India blocks Facebook’s free internet scheme


India's telecoms regulator has blocked Facebook's Free Basics internet service today, saying the scheme violates net neutrality.

While not ruling explicitly on net neutrality, the Telecom Regulatory Authority of India (TRAI) decided not to allow what it called “discriminatory pricing” for different data platforms or content.

Facebook CEO Mark Zuckerberg initially launched the project to provide an "on ramp to the internet" for people in emerging markets, giving them access to things such as financial services and health information.

But the scheme has come consistently under fire from digital rights groups, with Facebook accused of violating net neutrality laws with a two-tiered internet service.


Last month, 30 non-profit companies and net neutrality advocates in India wrote an open letter to Facebook, after TRAI paused the roll out of Free Basics.

The new ruling suggests that Free Basics, which was aimed primarily at people in poor rural areas, will not be allowed to continue in its current form.

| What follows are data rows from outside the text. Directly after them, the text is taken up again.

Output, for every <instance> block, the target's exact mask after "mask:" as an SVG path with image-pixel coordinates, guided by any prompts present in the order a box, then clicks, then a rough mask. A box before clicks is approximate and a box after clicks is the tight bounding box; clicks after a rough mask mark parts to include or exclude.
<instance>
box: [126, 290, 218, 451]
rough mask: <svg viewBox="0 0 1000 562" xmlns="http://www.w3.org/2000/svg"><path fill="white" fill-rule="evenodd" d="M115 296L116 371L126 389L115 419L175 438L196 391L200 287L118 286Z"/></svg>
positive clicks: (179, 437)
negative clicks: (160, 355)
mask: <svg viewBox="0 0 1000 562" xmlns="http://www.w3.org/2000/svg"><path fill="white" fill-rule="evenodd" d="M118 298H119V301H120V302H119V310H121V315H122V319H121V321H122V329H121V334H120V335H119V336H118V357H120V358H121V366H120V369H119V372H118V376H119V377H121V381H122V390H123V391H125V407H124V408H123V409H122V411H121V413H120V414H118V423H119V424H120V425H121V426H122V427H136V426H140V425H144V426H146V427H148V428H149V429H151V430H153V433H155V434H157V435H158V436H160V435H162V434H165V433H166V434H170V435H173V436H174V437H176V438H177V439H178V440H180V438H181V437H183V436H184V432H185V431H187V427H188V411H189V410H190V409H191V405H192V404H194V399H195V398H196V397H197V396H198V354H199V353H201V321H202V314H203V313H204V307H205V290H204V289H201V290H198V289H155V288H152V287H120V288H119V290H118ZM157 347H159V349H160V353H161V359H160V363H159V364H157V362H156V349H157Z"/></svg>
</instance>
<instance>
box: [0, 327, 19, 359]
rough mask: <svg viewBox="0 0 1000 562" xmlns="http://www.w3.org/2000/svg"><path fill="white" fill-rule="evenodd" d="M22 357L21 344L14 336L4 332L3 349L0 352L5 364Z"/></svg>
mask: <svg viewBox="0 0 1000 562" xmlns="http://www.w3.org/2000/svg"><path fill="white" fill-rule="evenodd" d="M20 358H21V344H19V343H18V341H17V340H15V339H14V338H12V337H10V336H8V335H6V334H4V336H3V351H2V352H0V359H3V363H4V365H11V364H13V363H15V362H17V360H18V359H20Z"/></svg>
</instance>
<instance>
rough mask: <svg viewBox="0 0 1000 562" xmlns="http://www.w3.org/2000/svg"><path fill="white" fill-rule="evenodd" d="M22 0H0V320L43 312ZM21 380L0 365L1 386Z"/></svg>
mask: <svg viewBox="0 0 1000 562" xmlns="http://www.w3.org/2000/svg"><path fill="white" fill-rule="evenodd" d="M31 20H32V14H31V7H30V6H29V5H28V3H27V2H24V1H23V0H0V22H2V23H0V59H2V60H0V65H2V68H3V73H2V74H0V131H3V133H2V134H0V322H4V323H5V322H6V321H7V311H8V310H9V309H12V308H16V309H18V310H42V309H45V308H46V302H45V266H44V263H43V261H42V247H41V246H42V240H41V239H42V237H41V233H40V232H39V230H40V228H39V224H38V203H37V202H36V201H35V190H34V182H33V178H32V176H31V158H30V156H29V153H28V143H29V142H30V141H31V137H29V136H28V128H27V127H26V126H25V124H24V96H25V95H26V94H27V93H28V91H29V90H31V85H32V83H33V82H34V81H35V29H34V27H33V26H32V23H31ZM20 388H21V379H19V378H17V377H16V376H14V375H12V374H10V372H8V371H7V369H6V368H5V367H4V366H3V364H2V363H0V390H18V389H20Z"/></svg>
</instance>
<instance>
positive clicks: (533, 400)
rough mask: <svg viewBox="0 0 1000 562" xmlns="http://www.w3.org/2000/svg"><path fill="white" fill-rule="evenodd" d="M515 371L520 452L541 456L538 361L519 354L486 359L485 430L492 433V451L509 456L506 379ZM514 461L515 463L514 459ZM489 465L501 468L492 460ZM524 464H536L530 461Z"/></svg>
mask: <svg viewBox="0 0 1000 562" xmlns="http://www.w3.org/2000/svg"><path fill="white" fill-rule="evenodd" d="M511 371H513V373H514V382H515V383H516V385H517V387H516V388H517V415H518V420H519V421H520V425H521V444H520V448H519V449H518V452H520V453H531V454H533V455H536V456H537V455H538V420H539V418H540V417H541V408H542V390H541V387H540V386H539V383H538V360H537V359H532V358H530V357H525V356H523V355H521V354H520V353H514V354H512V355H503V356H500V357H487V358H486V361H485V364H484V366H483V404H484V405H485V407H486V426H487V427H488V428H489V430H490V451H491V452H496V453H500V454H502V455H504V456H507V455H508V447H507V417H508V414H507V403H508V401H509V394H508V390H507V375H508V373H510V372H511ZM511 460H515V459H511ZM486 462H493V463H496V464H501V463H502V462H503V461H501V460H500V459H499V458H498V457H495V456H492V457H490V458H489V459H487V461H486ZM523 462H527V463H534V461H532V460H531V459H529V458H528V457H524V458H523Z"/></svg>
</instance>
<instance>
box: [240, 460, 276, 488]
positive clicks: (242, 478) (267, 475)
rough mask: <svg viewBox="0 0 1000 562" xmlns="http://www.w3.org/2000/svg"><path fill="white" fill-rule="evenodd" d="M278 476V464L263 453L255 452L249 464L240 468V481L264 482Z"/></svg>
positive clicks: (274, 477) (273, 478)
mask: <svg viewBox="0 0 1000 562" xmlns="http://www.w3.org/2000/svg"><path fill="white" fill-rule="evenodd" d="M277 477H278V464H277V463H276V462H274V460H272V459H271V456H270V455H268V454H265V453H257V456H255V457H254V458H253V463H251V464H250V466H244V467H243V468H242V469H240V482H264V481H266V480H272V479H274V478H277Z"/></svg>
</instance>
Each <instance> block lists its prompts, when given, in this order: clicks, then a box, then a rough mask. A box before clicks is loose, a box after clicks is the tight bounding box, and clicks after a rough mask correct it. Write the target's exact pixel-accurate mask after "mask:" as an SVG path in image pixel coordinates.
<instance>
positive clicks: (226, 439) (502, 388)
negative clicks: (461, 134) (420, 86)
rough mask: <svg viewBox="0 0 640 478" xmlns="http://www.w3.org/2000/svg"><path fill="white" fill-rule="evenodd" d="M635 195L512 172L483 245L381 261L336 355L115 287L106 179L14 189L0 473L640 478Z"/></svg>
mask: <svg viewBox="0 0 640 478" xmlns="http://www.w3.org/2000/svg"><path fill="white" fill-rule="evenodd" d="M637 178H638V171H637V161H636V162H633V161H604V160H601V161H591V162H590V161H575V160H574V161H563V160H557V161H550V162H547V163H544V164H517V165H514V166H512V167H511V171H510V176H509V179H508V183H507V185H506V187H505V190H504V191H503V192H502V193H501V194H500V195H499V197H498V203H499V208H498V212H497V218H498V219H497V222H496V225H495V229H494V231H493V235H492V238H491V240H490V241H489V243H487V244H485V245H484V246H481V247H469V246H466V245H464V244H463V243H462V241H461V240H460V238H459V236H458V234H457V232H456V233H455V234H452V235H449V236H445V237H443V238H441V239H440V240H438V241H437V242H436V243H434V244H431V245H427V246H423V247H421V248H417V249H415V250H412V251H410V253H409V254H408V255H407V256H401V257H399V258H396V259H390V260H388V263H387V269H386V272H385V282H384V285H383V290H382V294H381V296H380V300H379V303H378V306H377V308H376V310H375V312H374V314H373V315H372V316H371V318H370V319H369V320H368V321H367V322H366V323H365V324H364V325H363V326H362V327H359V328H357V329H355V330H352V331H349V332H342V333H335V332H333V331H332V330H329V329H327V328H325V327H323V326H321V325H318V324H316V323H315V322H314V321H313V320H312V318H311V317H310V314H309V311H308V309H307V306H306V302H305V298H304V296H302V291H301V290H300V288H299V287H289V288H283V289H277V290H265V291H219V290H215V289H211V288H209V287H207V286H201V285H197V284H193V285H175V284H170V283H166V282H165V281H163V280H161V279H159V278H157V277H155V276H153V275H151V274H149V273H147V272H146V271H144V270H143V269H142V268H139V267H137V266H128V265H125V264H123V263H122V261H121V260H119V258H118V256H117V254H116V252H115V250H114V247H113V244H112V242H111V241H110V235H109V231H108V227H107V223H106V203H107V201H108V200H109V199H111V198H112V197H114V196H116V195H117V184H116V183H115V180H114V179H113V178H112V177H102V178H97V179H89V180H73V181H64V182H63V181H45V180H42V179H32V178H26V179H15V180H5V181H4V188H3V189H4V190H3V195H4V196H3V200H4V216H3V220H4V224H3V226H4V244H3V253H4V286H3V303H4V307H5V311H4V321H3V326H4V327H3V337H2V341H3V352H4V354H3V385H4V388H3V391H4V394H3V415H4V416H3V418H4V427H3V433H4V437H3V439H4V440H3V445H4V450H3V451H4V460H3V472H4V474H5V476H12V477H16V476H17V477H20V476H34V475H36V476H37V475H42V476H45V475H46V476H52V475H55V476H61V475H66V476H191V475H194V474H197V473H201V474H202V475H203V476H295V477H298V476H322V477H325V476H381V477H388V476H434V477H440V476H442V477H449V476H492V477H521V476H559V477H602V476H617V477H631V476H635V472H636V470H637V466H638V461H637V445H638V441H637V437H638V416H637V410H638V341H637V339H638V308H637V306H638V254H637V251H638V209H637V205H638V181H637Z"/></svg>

“TRAI has today issued the ‘Prohibition of Discriminatory Tariffs for Data Services Regulations, 2016′ that disallow service providers to offer or charge discriminatory tariffs for data services on the basis of content being accessed by a consumer,” Sudhir Gupta, TRAI secretary, said in a statement.

“While formulating the regulations, the authority has largely been guided by the principles of net neutrality seeking to ensure that consumers get unhindered and non-discriminatory access to the internet,” Gupta said.

The policy may be reviewed every two years or sooner, TRAI said.